7. lack of investment in “the missing middle” stage
Initial funding and late-growth-stage venture capital funding is far more accessible and achievable for startups at this point in time than it was 10 years ago. However, there is still a lack of investment funding in the awkward middle stage of a startup’s growth. As Ayman Ismail from AUC’s School of Business put it, “Growth investments beyond the seed funding (the missing middle) are lacking for several reasons. In the first place, there are very few angel investors who are dynamic in this area, and they do not fill the gap. Second, both investors and startups are not sufficiently instructed on the methods of how to ‘work out the deal’”.

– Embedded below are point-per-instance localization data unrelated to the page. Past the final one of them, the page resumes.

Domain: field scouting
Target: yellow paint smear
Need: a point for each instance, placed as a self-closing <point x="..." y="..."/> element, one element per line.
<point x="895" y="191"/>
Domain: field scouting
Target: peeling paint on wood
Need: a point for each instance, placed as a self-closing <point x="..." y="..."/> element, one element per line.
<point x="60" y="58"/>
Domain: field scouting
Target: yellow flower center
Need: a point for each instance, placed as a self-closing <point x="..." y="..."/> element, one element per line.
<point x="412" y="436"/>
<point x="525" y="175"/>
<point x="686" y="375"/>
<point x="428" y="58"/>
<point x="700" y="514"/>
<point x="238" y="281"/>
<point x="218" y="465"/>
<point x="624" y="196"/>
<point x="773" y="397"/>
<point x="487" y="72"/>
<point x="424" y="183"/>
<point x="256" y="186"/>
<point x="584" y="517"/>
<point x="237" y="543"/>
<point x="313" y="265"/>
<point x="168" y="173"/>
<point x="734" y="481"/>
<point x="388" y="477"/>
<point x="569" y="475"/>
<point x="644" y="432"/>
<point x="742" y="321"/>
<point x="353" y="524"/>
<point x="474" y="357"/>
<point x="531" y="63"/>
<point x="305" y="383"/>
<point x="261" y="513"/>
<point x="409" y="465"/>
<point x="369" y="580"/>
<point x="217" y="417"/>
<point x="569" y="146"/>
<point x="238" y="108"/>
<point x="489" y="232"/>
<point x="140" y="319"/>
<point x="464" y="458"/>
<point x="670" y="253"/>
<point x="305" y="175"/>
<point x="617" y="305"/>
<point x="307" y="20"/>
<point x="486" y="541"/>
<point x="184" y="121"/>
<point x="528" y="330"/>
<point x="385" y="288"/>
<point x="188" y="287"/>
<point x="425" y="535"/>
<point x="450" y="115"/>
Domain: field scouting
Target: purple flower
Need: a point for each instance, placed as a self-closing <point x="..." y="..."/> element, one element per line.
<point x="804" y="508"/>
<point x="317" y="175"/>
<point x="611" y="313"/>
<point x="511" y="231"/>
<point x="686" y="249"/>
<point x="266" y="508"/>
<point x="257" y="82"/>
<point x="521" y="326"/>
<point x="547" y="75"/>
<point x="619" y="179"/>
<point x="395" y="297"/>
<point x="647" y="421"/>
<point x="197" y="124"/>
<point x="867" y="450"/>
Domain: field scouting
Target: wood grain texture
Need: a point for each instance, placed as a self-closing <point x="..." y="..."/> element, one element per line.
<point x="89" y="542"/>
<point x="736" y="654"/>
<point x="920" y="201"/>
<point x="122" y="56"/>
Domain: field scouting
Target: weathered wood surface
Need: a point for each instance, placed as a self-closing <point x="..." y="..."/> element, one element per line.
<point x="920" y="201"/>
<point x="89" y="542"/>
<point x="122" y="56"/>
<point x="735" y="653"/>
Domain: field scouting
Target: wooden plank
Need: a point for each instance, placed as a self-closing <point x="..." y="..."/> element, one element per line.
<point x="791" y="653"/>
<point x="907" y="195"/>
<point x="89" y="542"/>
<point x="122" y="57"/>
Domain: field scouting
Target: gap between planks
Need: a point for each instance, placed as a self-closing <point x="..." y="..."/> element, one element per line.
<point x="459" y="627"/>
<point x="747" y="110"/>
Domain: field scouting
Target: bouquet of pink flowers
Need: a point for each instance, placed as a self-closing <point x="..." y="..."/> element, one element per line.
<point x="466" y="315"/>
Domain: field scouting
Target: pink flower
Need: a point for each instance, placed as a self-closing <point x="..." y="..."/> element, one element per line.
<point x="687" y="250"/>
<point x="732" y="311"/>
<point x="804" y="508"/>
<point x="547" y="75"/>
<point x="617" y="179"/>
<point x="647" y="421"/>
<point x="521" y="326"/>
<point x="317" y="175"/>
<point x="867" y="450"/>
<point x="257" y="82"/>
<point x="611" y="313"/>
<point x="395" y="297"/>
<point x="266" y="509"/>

8. Lack of entrepreneurial experience and business acumen
Having a good idea is one thing. Having the determination, belief, and patience required to build a successful business is another thing. Having the knowledge, experience, and business acumen required to succeed in today’s hectic business world is a completely different ball game. Many startups fail simply because their business model is not up to par, or because their founders lack the wit and know-how needed to handle the unexpected problems that will invariably arise as a natural byproduct of conducting business.
9. Tolerance for failure
Two of the most important skills for any entrepreneur are their tolerance for failure and knowledge of how to fail safely, quickly, and in a way that enables them to rapidly adjust their approach to a certain issue. “Jack Ma, the legendary founder of Ali Baba, a Chinese startup that went on to have the largest IPO in the world last year, often boasts about being rejected more than 30 times from jobs, universities and investors. However, he went on to create one of the world’s most successful e-commerce stages. We need to create a culture of tolerating, or even commending, a failure experience.” (AUC School of Business)
10. Ego Management
Many entrepreneurs can get wrapped up in their own egos as they view their startup as the be-all and end-all of the business world. While confidence can go a long way during pitches and business conferences, it should be accompanied with a healthy dose of humility and modesty.
As the number of startups emerging in the region grows, entrepreneurs must be better educated on how to develop and scale their businesses properly so that we can see more startup success stories in Egypt and the MENA Region.